Identifying & Targeting Prospective Buyers

Goal: Merge Information onto a National Household Database for a Direct Mail Campaign

By: Bob Ceurvorst, Decision Systems Group, Market Facts, Inc.

Market Facts Inc. (http://www.bloomberg.com/profiles/companies/1655066D:US-market-facts-inc) is an international custom market research consulting company specializing in collecting and processing information to assist clients with strategic and tactical business decisions. The company designs, executes, and interprets market research conducted on behalf of its clients for applications ranging from new product ideas to brand loyalty. Their clients include most of the largest 100 multinational consumer products and services companies, as well as business-to-business firms and other organizations.

Market Facts conducted a large, multi-country project for a client interested to determine who are the best prospects for purchasing an in-vehicle navigation system (IVNS) with their next new car or truck, and why. Realistically, most people are unlikely to buy this type of product in the near future, so segmentation is necessary to identify likely prospects. Since few vehicle manufacturers have offered IVNS’s in the past (although the number is growing) and few customers have purchased them, current owners are not representative of potential future owners. For these reasons, prospects were identified via a segmentation (cluster analysis) of consumers based on their responses to 30 attitude statements covering their driving patterns, competence and comfort using maps and directions, and opinions (pro and con) about IVNS’s. Five segments were identified, of which two were good target markets: “Road Warriors” who drive a great deal, often in unfamiliar areas, and “Security Seekers” who need directional help and view IVNS’s as providing welcome safety. The same five segments emerged in an independent analysis of European consumers giving additional credence to the cluster structure.

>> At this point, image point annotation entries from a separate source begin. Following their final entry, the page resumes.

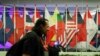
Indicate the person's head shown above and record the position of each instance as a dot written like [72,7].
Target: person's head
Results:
[41,25]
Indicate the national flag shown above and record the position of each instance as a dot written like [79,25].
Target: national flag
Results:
[18,17]
[53,26]
[91,27]
[60,26]
[81,34]
[29,23]
[50,32]
[1,26]
[70,29]
[73,25]
[36,15]
[9,26]
[96,39]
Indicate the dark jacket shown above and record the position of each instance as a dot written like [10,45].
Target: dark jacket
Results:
[29,44]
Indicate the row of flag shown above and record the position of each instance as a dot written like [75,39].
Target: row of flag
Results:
[67,30]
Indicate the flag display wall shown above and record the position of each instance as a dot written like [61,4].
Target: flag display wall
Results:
[73,30]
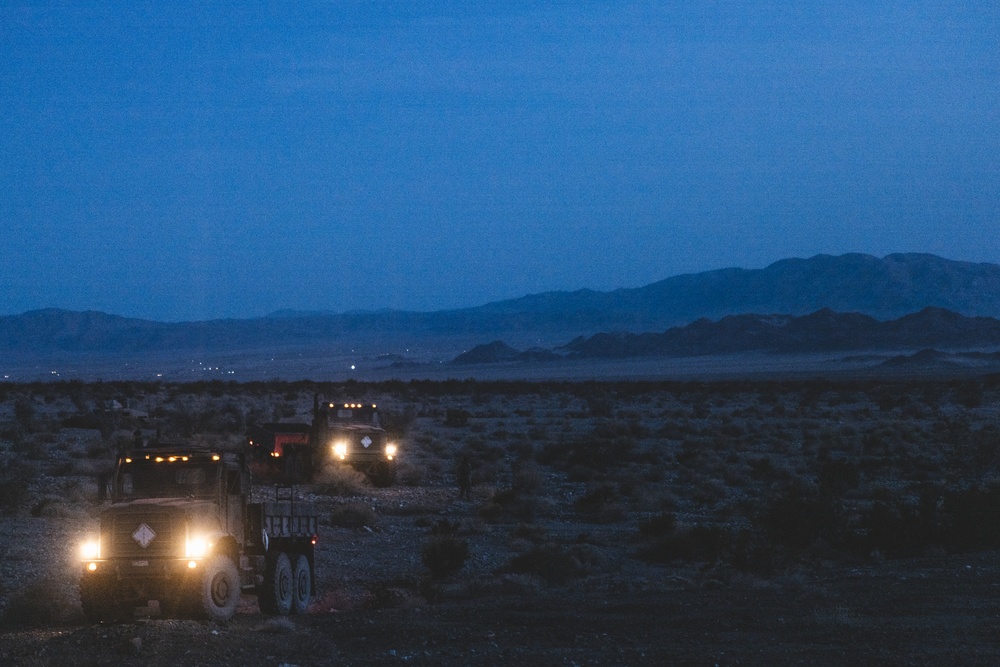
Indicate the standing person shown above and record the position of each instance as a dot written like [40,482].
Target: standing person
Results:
[464,478]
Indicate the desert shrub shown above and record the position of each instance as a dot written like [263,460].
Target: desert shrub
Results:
[510,504]
[698,543]
[895,529]
[801,515]
[47,601]
[664,523]
[409,474]
[602,504]
[837,475]
[971,518]
[15,477]
[553,563]
[528,477]
[338,480]
[456,418]
[353,515]
[24,414]
[444,556]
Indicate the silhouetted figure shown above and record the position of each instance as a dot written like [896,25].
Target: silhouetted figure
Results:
[464,478]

In order to target likely Road Warrior and Security Seeker households throughout the U.S. via direct mail, it was necessary to develop an algorithm to identify them using information available in a national 100-million+ household database. Using only data available in the national household database, WizWhy yielded rules that classified 80% of the surveyed U.S. households correctly as in or out of the Road Warrior group (recovering all of the Road Warriors) and 84% correctly as in or out of the Security Seeker group (recovering most of the Security Seekers).

To compare WizWhy’s performance versus the more commonly used decision tree approach, an experienced data miner at the company housing the national household database used decision trees to develop an algorithm to predict Road Warriors. After several runs, the best result he obtained was two splits, resulting in too few ending nodes and naturally, poor predictive accuracy.

WizWhy is especially useful in cases where the number of records available for analysis is not large. Decision trees are hampered by the fact that (a) the small initial sample is carved into even smaller pieces as the analysis progresses and (b) the resulting rules are all nested. The discovered rules in a decision tree with k levels would certainly appear in the WizWhy rule set allowing up to k predictors in a rule. However WizWhy produces many more useful and statistically significant rules, all derived using all of the records.